Het ging om een ‘proeve van territoriaal ontwikkelingsprogramma’ waarin de Vlaamse administratie Ruimtelijke Ordening samen met het Brussels Gewest en de provincie Vlaams-Brabant krijtlijnen voor binnen een dertigtal jaar uittekenden over het ruimtelijk aspect van een aantal gemeenten, met name Vilvoorde, Machelen, Zaventem, Grimbergen in het Vlaams Gewest enerzijds en Neder-Over-Heembeek, Haren, Evere en Schaarbeek in het Brussels Gewest anderzijds.
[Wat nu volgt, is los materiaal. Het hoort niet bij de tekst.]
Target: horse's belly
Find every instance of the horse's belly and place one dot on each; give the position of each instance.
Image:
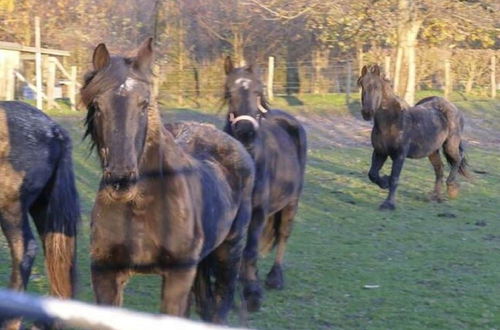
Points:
(424, 146)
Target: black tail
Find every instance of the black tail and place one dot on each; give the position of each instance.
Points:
(62, 219)
(270, 232)
(203, 290)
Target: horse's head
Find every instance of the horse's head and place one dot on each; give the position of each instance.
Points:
(244, 94)
(371, 82)
(117, 93)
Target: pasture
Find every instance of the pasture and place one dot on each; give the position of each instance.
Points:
(429, 265)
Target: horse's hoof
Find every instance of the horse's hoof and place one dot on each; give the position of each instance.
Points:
(275, 278)
(252, 293)
(387, 206)
(384, 182)
(436, 197)
(453, 190)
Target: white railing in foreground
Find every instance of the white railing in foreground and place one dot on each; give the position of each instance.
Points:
(78, 314)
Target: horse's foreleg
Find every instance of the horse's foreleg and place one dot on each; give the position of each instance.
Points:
(436, 162)
(452, 151)
(176, 287)
(252, 291)
(378, 161)
(397, 166)
(22, 244)
(275, 279)
(108, 286)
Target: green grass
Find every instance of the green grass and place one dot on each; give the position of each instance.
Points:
(436, 265)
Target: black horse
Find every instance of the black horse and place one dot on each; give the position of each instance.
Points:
(400, 131)
(277, 143)
(36, 178)
(174, 200)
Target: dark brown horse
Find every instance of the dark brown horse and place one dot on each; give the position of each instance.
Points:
(36, 178)
(400, 131)
(172, 199)
(277, 143)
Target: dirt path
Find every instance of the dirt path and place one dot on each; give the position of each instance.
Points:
(348, 131)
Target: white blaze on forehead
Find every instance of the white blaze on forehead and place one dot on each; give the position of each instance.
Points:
(127, 86)
(243, 82)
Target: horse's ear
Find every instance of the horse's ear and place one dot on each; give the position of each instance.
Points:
(144, 58)
(364, 70)
(375, 69)
(228, 65)
(101, 57)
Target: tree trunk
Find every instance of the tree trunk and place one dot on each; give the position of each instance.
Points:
(359, 56)
(238, 48)
(320, 61)
(408, 28)
(411, 43)
(397, 67)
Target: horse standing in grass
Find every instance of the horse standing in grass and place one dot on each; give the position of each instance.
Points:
(36, 178)
(277, 143)
(401, 131)
(174, 200)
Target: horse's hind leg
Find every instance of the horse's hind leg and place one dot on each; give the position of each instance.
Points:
(275, 279)
(252, 290)
(451, 149)
(176, 286)
(397, 166)
(227, 259)
(436, 162)
(378, 161)
(108, 286)
(22, 244)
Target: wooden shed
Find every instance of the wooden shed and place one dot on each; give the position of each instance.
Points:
(12, 65)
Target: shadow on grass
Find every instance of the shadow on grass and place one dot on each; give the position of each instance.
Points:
(291, 100)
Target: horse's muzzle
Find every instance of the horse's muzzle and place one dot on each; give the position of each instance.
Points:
(367, 114)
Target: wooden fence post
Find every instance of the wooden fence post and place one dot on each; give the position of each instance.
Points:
(72, 88)
(10, 92)
(447, 78)
(387, 67)
(270, 78)
(493, 77)
(348, 83)
(38, 64)
(51, 82)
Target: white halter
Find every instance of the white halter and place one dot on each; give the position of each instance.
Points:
(233, 120)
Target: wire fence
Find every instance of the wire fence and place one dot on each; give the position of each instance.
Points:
(470, 74)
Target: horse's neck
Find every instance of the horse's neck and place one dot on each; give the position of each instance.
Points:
(161, 149)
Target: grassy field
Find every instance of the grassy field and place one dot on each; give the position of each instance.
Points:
(434, 265)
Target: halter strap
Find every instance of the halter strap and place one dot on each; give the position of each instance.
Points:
(233, 120)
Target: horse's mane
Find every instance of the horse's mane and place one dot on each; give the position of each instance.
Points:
(98, 81)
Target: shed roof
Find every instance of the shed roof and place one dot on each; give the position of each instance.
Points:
(27, 49)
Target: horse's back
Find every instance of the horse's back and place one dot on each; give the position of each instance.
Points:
(205, 142)
(30, 144)
(285, 149)
(227, 175)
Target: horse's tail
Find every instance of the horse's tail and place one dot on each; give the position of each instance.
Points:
(203, 290)
(269, 235)
(62, 219)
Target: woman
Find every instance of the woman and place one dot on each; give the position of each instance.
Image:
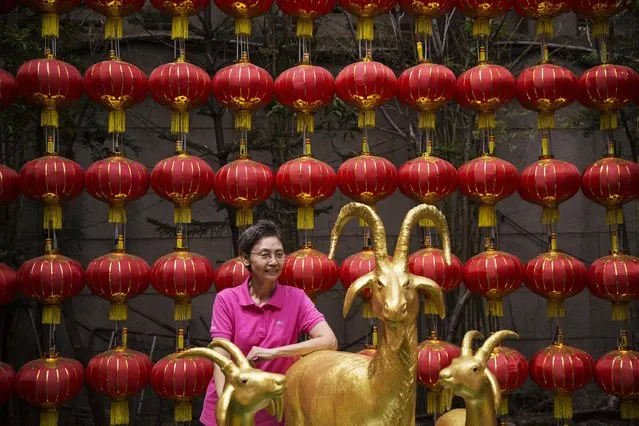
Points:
(264, 318)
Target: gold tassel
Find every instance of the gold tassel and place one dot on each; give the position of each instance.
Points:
(243, 26)
(117, 121)
(49, 117)
(305, 217)
(50, 25)
(365, 28)
(563, 406)
(119, 412)
(180, 28)
(304, 27)
(487, 216)
(113, 28)
(426, 120)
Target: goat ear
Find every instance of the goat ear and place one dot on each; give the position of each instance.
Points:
(358, 285)
(433, 290)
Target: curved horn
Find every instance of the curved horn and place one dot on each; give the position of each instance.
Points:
(467, 343)
(486, 349)
(414, 215)
(367, 213)
(238, 357)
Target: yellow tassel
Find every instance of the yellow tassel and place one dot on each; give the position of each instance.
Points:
(180, 28)
(117, 121)
(182, 214)
(49, 417)
(183, 412)
(305, 122)
(243, 120)
(620, 311)
(118, 311)
(563, 406)
(119, 412)
(50, 25)
(305, 217)
(487, 216)
(49, 117)
(182, 310)
(113, 28)
(244, 217)
(608, 120)
(304, 27)
(546, 120)
(366, 118)
(179, 122)
(365, 29)
(487, 120)
(426, 120)
(424, 25)
(243, 26)
(555, 309)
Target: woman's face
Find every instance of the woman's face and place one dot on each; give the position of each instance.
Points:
(266, 259)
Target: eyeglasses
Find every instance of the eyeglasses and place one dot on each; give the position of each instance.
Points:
(266, 255)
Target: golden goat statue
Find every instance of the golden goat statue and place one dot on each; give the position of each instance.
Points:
(468, 377)
(246, 391)
(340, 388)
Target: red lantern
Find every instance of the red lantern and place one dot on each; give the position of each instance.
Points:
(487, 180)
(548, 183)
(494, 274)
(114, 12)
(52, 179)
(607, 88)
(244, 184)
(310, 270)
(182, 275)
(118, 86)
(305, 181)
(243, 87)
(427, 88)
(510, 368)
(9, 184)
(7, 382)
(8, 89)
(119, 373)
(180, 86)
(306, 11)
(118, 277)
(433, 355)
(545, 88)
(611, 182)
(561, 369)
(8, 286)
(429, 262)
(482, 12)
(51, 84)
(366, 10)
(305, 88)
(485, 88)
(49, 382)
(180, 380)
(366, 85)
(182, 180)
(51, 279)
(180, 10)
(230, 274)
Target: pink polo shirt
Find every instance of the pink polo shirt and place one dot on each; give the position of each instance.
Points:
(277, 323)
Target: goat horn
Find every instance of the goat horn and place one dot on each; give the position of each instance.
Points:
(486, 349)
(237, 355)
(367, 213)
(422, 211)
(467, 343)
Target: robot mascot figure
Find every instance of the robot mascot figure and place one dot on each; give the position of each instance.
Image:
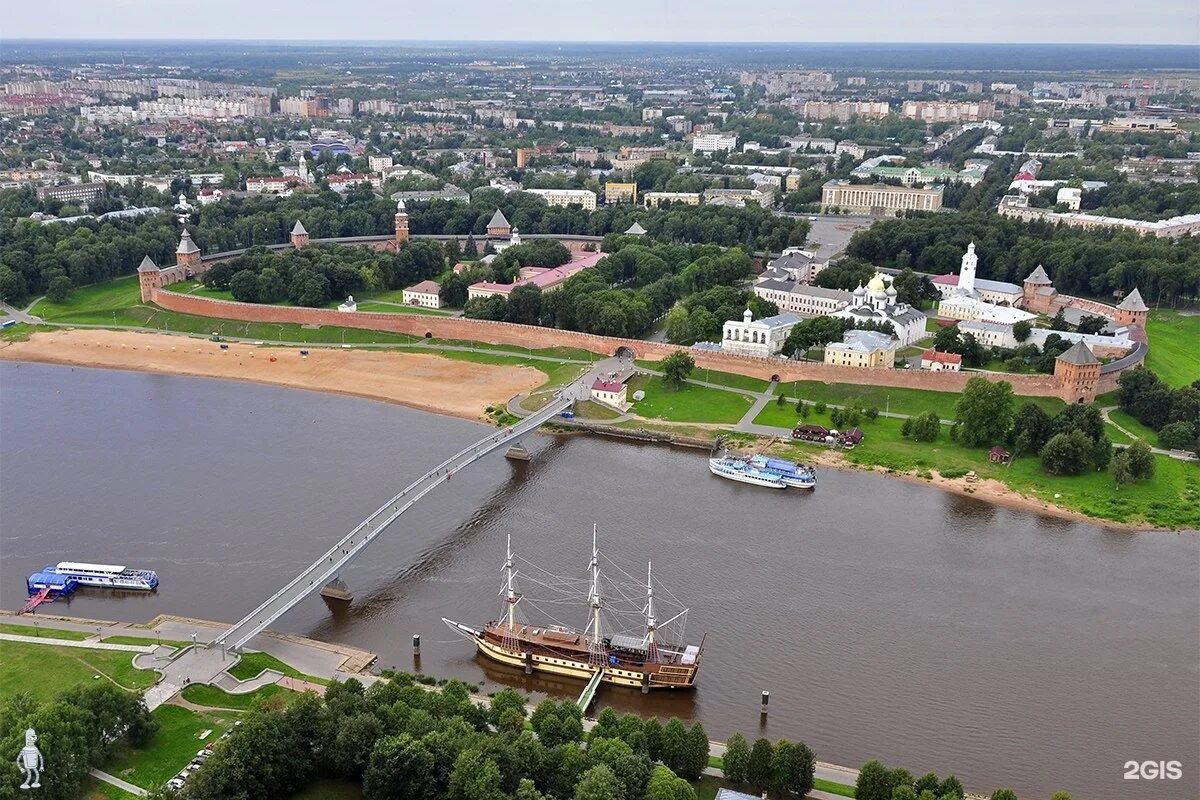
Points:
(31, 762)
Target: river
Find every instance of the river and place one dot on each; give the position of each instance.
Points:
(888, 619)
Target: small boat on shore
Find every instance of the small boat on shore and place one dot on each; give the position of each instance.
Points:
(792, 474)
(741, 470)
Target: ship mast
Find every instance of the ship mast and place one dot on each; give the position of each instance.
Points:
(594, 596)
(510, 596)
(652, 649)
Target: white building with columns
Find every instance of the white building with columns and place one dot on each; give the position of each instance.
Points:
(761, 338)
(966, 301)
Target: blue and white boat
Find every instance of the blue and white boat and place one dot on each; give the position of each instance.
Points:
(105, 576)
(792, 474)
(738, 469)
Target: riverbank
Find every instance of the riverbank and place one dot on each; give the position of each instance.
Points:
(457, 388)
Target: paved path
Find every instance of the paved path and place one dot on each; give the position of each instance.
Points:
(125, 786)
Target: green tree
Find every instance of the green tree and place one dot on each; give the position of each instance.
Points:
(874, 782)
(759, 774)
(400, 768)
(676, 368)
(737, 758)
(983, 411)
(598, 783)
(1067, 453)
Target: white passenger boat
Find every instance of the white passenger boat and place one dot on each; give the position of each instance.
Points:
(106, 576)
(736, 469)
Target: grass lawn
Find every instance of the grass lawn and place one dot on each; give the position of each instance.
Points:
(46, 669)
(1174, 347)
(330, 789)
(97, 299)
(253, 663)
(172, 747)
(216, 698)
(1133, 426)
(43, 631)
(687, 404)
(1169, 499)
(898, 401)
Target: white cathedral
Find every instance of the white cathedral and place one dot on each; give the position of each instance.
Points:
(966, 302)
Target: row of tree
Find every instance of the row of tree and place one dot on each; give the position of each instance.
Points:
(1173, 413)
(1080, 262)
(313, 275)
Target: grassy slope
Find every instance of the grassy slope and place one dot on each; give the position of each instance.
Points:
(216, 698)
(43, 669)
(172, 747)
(689, 403)
(1174, 347)
(253, 663)
(898, 401)
(1170, 499)
(42, 631)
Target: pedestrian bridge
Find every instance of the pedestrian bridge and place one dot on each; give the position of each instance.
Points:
(330, 564)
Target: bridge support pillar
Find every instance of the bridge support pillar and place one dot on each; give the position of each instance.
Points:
(336, 589)
(517, 452)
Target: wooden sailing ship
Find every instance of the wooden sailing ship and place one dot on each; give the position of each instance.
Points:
(641, 657)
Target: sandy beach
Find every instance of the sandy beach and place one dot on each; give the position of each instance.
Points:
(426, 382)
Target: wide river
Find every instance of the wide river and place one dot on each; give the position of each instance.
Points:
(888, 619)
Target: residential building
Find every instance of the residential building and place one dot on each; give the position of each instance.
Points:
(713, 143)
(565, 197)
(880, 197)
(658, 198)
(611, 392)
(870, 349)
(424, 294)
(615, 192)
(948, 112)
(761, 338)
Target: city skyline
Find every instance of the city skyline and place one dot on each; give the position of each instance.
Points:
(1054, 22)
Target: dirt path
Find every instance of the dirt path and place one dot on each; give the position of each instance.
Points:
(447, 386)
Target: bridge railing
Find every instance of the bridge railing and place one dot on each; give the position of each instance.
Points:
(346, 547)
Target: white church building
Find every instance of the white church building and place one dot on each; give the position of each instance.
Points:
(966, 301)
(761, 338)
(876, 302)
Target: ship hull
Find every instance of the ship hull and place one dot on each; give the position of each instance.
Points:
(655, 677)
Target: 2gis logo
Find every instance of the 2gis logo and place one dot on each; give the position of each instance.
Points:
(1153, 770)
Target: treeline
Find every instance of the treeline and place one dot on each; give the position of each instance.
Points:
(35, 257)
(1090, 263)
(78, 731)
(315, 275)
(625, 292)
(751, 227)
(405, 741)
(1069, 443)
(1173, 413)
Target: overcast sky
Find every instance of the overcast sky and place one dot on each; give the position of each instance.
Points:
(1127, 22)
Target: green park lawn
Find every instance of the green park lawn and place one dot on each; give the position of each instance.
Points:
(46, 669)
(1169, 499)
(172, 747)
(689, 403)
(1174, 347)
(97, 300)
(41, 631)
(898, 401)
(216, 698)
(253, 663)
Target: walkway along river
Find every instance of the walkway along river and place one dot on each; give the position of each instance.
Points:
(888, 619)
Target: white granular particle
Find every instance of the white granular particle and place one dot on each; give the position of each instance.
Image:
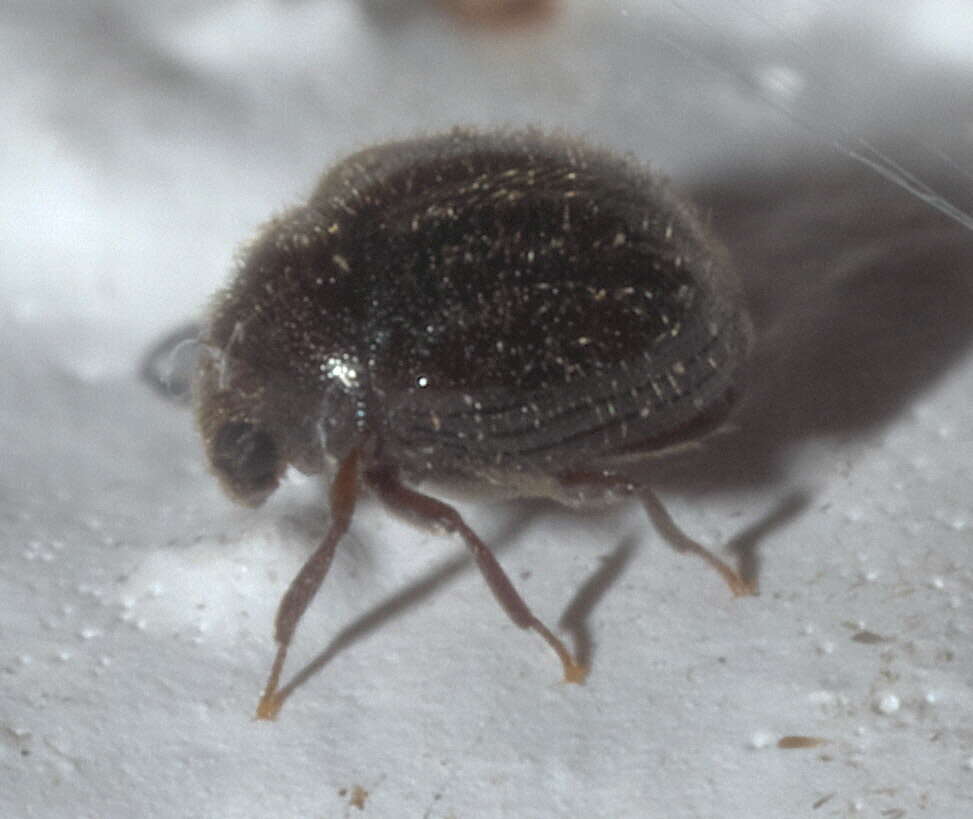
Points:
(887, 704)
(761, 739)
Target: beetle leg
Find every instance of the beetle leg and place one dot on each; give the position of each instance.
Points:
(428, 511)
(663, 522)
(344, 493)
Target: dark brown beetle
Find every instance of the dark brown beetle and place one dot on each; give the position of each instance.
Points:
(506, 310)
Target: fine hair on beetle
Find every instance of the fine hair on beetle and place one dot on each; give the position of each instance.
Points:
(503, 310)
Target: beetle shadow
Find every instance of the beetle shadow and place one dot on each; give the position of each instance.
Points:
(861, 297)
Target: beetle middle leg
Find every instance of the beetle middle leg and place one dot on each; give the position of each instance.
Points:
(428, 511)
(610, 483)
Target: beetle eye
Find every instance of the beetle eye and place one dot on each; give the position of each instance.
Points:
(246, 456)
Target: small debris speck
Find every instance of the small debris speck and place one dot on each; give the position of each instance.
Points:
(887, 704)
(761, 739)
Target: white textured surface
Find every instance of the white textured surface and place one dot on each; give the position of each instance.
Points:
(142, 141)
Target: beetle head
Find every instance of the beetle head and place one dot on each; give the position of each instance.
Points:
(243, 446)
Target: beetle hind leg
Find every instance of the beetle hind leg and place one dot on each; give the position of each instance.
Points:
(608, 484)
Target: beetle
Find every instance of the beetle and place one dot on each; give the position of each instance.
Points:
(503, 310)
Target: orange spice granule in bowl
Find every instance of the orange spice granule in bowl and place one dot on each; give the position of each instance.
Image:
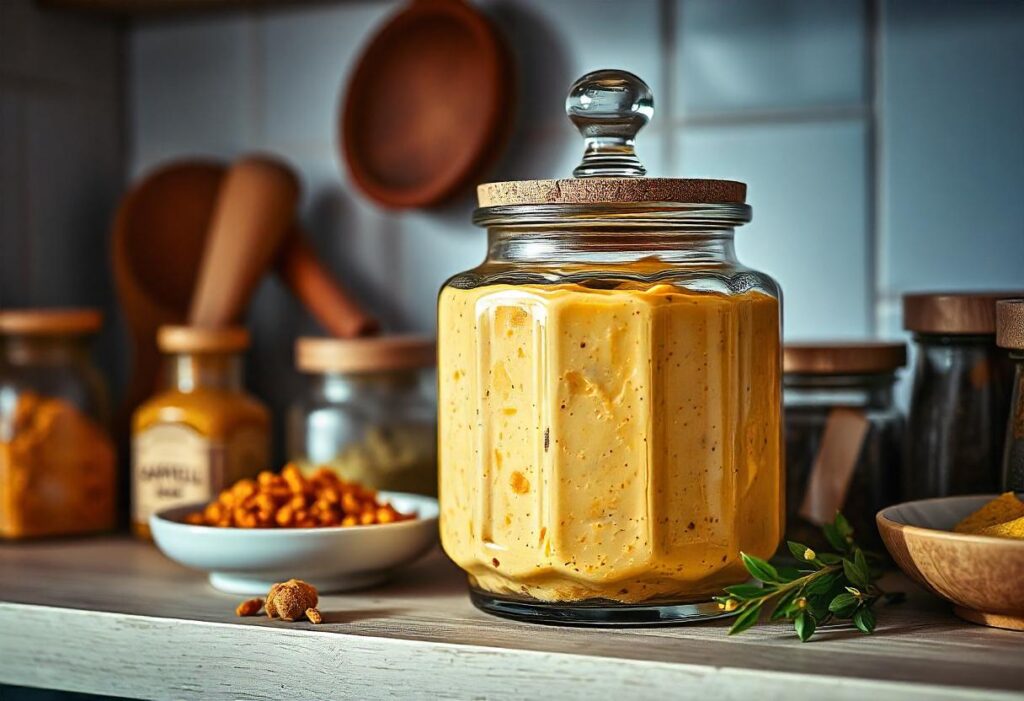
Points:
(290, 499)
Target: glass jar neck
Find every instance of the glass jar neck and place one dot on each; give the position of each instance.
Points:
(189, 371)
(559, 246)
(44, 350)
(868, 391)
(337, 387)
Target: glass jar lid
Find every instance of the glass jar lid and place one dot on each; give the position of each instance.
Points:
(843, 357)
(1010, 323)
(952, 312)
(375, 354)
(202, 339)
(609, 107)
(57, 321)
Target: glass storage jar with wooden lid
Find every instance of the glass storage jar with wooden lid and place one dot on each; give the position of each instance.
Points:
(1010, 335)
(369, 410)
(844, 436)
(961, 395)
(203, 432)
(609, 388)
(57, 463)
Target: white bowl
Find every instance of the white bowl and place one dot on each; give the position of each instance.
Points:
(334, 559)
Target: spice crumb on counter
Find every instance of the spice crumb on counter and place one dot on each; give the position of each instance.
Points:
(289, 601)
(250, 607)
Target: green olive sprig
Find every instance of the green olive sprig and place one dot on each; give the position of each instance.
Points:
(823, 587)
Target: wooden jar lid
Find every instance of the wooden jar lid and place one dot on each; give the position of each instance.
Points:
(840, 357)
(598, 190)
(202, 339)
(56, 321)
(1010, 323)
(365, 355)
(952, 312)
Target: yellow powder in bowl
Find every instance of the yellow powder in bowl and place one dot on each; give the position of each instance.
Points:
(1003, 517)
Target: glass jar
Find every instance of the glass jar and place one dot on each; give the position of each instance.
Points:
(961, 396)
(57, 463)
(843, 437)
(203, 432)
(609, 389)
(1010, 335)
(369, 411)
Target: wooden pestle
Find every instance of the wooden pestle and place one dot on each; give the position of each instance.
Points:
(316, 289)
(254, 225)
(255, 210)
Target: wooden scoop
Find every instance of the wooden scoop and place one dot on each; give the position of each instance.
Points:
(159, 245)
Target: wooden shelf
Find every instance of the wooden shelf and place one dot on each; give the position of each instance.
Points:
(114, 616)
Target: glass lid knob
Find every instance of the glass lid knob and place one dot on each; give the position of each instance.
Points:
(609, 107)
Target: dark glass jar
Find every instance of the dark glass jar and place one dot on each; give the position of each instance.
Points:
(1010, 335)
(961, 396)
(843, 436)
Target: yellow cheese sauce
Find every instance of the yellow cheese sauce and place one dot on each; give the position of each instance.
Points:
(620, 444)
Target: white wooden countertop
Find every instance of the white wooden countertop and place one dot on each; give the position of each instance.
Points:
(114, 616)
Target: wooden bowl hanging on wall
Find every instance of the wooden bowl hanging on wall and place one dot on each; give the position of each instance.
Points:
(429, 104)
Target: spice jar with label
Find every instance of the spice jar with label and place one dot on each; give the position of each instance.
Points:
(609, 389)
(57, 463)
(961, 395)
(843, 436)
(369, 411)
(1010, 335)
(203, 432)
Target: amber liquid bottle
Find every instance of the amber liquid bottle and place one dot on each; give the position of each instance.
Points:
(203, 432)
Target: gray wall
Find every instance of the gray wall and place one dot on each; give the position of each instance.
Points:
(882, 140)
(61, 162)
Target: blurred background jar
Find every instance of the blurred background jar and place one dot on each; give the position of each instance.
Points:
(369, 411)
(843, 436)
(203, 432)
(57, 463)
(1010, 335)
(961, 395)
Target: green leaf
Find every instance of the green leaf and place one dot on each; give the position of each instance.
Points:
(844, 605)
(843, 526)
(834, 537)
(744, 592)
(804, 624)
(822, 583)
(856, 575)
(798, 550)
(784, 604)
(747, 618)
(760, 569)
(864, 620)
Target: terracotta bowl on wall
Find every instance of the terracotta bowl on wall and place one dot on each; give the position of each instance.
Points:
(980, 575)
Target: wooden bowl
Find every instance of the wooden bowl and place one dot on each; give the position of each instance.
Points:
(429, 104)
(980, 575)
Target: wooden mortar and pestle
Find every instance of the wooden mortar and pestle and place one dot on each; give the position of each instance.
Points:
(192, 242)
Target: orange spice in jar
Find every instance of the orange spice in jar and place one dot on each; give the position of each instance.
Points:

Wat ons alarmeerde waren zinnen als “de open ruimte als motor voor de stedelijke ontwikkeling benutten”, “de onderbenutte ruimte in de Noordrand activeren” evenals de voornemens om nog wat meer open ruimte op te offeren met het oog op de bouw van duizenden flats, de uitbouw van een “grootstedelijke boulevard” tussen de Europese wijk en de luchthaven van Zaventem, enz. Dat alles liet weinig twijfel bestaan over de richting die de opstellers wilden inslaan, met name een doorgedreven verstedelijking en verbrusseling van de Noordrand. Een en ander werd in maart gerelativeerd door minister Schauvliege. Het zou slechts om een denkoefening gaan van de ambtenarij en er was nog ruimte voor inspraak, antwoordde ze Stefaan Sintobin. Die inspraakronde is intussen afgerond en het advies van vzw De Rand, die sedert jaar en dag in opdracht van de Vlaamse overheid allerhande activiteiten ontwikkelt die het Vlaams karakter van de Rand moeten ondersteunen, klonk erg kritisch om niet te zeggen vernietigend. En dat niet alleen omwille van de woordspeling in de titel van de proeve, ‘Ceci n’est pas un Rand’. Die wordt ronduit aanstootgevend genoemd, want zeer laatdunkend voor het beleid dat de vorige decennia m.b.t. de Vlaamse Rand werd gevoerd. Neen, de kritiek geldt vooral het feit dat de uitgangspunten van het specifiek beleid dat tot nog toe voor de Vlaamse Rand werd gevoerd, in de proeve totaal werden genegeerd. Dat de vzw uitdrukkelijk in het midden laat of dit al dan niet bewust is gebeurd, lijkt ons veelzeggend.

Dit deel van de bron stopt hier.